Das sagt Peter Stöger zu den Gerüchten um Julian Nagelsmann beim BVB
Dortmund-Trainer blockt Spekulationen ab
15.12.2017 | 11:55 Uhr
Peter Stöger feierte beim Sieg in Mainz ein perfektes Debüt als Trainer bei Borussia Dortmund. Gegen 1899 Hoffenheim will Stöger nachlegen. Dabei geht es mit Julian Nagelsmann ausgerechnet gegen den Coach, der als sein Nachfolger ab Sommer im Gespräch ist. Für den Österreicher ist das aber kein Thema - vielmehr freut er sich auf die gelbe Wand.

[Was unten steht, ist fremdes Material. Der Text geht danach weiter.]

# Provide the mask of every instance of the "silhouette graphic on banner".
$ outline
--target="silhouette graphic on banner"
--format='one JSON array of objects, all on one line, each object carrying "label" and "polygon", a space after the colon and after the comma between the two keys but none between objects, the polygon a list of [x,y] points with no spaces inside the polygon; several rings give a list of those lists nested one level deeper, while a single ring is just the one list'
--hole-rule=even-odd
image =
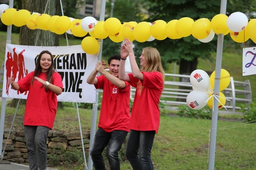
[{"label": "silhouette graphic on banner", "polygon": [[[16,48],[13,48],[13,59],[12,57],[12,53],[7,52],[7,59],[6,63],[5,68],[6,70],[6,80],[13,75],[14,81],[17,81],[24,77],[24,74],[25,76],[28,74],[28,70],[25,67],[25,61],[23,53],[25,50],[22,51],[18,55],[17,54],[15,50]],[[18,74],[18,80],[16,80],[17,74]],[[6,82],[6,94],[9,94],[9,88],[10,84],[8,84],[8,82]],[[25,92],[26,95],[28,92],[27,91]],[[20,94],[20,91],[17,90],[18,94]]]}]

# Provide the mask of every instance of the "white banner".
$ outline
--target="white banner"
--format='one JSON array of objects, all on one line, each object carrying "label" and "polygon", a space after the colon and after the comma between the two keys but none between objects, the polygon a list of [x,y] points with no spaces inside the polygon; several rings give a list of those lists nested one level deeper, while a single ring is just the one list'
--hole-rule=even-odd
[{"label": "white banner", "polygon": [[52,54],[57,71],[61,75],[63,92],[58,101],[94,103],[96,90],[86,82],[94,70],[97,55],[86,54],[80,45],[62,47],[39,47],[6,44],[2,97],[26,99],[28,92],[22,94],[11,88],[8,79],[14,75],[15,81],[34,71],[36,59],[43,50]]},{"label": "white banner", "polygon": [[243,76],[256,74],[256,47],[243,49]]}]

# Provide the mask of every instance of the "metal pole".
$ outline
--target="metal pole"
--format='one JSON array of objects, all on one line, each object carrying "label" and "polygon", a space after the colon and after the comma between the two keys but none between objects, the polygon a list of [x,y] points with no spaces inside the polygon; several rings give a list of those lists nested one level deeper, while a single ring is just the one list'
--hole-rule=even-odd
[{"label": "metal pole", "polygon": [[[220,4],[220,14],[226,14],[227,6],[226,0],[221,0]],[[224,34],[219,34],[218,37],[217,51],[216,52],[216,65],[215,66],[215,79],[214,93],[218,94],[220,92],[220,79],[216,79],[220,76],[221,64],[223,49]],[[217,97],[218,99],[219,97]],[[216,147],[216,136],[217,135],[217,124],[218,121],[218,102],[215,98],[213,100],[212,115],[212,126],[210,135],[210,151],[209,155],[208,170],[214,170]]]},{"label": "metal pole", "polygon": [[113,10],[114,10],[114,6],[115,1],[115,0],[111,0],[111,11],[110,11],[110,18],[113,17]]},{"label": "metal pole", "polygon": [[[9,8],[13,7],[13,0],[9,1]],[[7,26],[7,33],[6,35],[6,44],[11,43],[11,37],[12,36],[12,25]],[[8,80],[7,80],[8,81]],[[4,118],[5,117],[5,105],[6,104],[6,98],[2,98],[2,107],[1,107],[1,116],[0,116],[0,147],[2,148],[3,137],[4,136]],[[2,149],[1,149],[2,153]],[[0,154],[0,158],[4,155]],[[1,160],[2,162],[2,160]]]},{"label": "metal pole", "polygon": [[[101,4],[100,4],[100,21],[105,20],[105,10],[106,8],[106,0],[101,0]],[[101,58],[102,52],[102,43],[103,40],[101,39],[98,39],[98,41],[100,43],[100,51],[99,51],[99,55],[98,55],[98,59],[101,61]],[[98,73],[98,76],[100,75]],[[98,111],[98,102],[99,98],[99,90],[96,90],[96,104],[94,104],[93,108],[92,115],[92,125],[91,126],[91,134],[90,139],[90,149],[89,150],[89,156],[88,159],[88,169],[89,170],[92,170],[93,163],[92,160],[92,157],[90,155],[90,150],[92,148],[92,145],[93,142],[94,135],[96,131],[96,121],[97,120],[97,112]]]}]

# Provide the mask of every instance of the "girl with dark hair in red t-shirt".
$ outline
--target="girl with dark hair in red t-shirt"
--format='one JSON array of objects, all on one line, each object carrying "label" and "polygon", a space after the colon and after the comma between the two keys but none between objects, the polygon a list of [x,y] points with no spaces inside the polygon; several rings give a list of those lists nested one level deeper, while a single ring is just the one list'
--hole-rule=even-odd
[{"label": "girl with dark hair in red t-shirt", "polygon": [[55,118],[57,95],[61,94],[63,88],[51,53],[42,51],[34,70],[17,82],[14,80],[13,75],[8,79],[13,89],[21,93],[29,92],[24,115],[24,134],[30,169],[46,170],[47,136]]}]

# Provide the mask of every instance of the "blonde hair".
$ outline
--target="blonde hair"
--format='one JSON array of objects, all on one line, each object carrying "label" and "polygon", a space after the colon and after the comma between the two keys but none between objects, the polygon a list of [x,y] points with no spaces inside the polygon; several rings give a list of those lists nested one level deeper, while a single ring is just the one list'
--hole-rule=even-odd
[{"label": "blonde hair", "polygon": [[[142,66],[140,70],[144,72],[153,72],[158,71],[162,75],[163,84],[164,82],[164,70],[161,62],[161,56],[158,50],[156,48],[147,47],[142,49],[142,53],[144,58],[147,61],[146,63]],[[138,83],[140,82],[140,81]],[[164,87],[163,87],[163,88]],[[139,93],[140,94],[143,86],[141,86],[139,89]]]}]

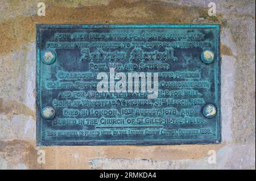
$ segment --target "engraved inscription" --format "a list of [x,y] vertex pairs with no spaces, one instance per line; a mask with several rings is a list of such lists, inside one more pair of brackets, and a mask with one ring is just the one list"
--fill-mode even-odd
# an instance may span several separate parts
[[[166,144],[220,140],[218,27],[37,27],[38,144]],[[56,54],[51,65],[40,54]],[[204,116],[206,104],[216,116]]]

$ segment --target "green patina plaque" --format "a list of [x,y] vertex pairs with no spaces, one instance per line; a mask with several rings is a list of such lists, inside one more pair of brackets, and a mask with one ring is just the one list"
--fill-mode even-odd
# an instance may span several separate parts
[[38,25],[38,146],[221,141],[220,26]]

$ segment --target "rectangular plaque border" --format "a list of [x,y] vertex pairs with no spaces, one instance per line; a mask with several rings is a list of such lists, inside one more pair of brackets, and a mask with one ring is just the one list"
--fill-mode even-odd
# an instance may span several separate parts
[[[40,44],[40,29],[56,29],[56,28],[215,28],[217,36],[217,52],[216,52],[216,73],[215,78],[216,87],[215,94],[216,94],[217,105],[217,120],[216,124],[217,135],[217,139],[212,140],[151,140],[151,141],[42,141],[40,140],[40,50],[39,45]],[[183,145],[183,144],[216,144],[221,142],[221,58],[220,57],[220,25],[217,24],[36,24],[36,146],[81,146],[81,145]]]

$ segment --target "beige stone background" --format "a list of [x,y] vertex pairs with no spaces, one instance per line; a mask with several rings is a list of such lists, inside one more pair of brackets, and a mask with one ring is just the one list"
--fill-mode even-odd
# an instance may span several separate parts
[[[44,2],[46,16],[37,15]],[[214,2],[217,16],[209,16]],[[0,169],[255,169],[255,2],[0,1]],[[217,23],[221,26],[222,142],[218,145],[36,146],[35,24]],[[38,163],[38,150],[46,153]],[[208,162],[216,151],[216,163]]]

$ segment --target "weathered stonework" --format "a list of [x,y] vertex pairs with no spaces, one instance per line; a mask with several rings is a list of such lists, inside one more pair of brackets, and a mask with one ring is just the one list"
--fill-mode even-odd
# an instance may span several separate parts
[[[255,168],[254,1],[0,2],[0,169]],[[217,16],[209,16],[214,2]],[[222,142],[218,145],[36,146],[35,24],[218,23],[221,26]],[[46,153],[38,163],[38,150]],[[216,163],[208,162],[216,151]]]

Die Vorfreude auf seinen ersten Auftritt vor der gelben Wand gegen 1899 Hoffenheim (Samstag, ab 17:30 Uhr live und exklusiv auf Sky) war Stöger schon auf der Pressekonferenz sichtlich anzumerken.
"Ich habe auch jedes Spiel in Köln als Trainer der Heimmannschaft genossen. Das war immer eine unglaubliche Stimmung", erklärte der neue BVB-Coach, um sofort hinterher zu schieben: "Aber wir haben auch festgestellt, dass es nochmal eine Kategorie drüber ist, wenn wir in Dortmund gespielt haben. Positiv gesehen erdrückt dich das und ich freue mich richtig drauf."
Nagelsmann-Gerüchte beschäftigen Stöger nicht
Dass es im ersten Heimspiel gleich gegen den potenziellen Nachfolger geht, ist für Stöger kein Thema. "Die Thematik Nagelsmann ist für mich gar keine, außer dass ich sagen muss, dass es ein richtig guter Mann ist und einen super Job macht", stellt Stöger klar. "Wer irgendwann mal nach mir kommen könnte, weil wir im Sommer vielleicht erfolgreich sind oder vielleicht früher kommt, weil ich nicht erfolgreich bin, damit beschäftige ich mich nicht."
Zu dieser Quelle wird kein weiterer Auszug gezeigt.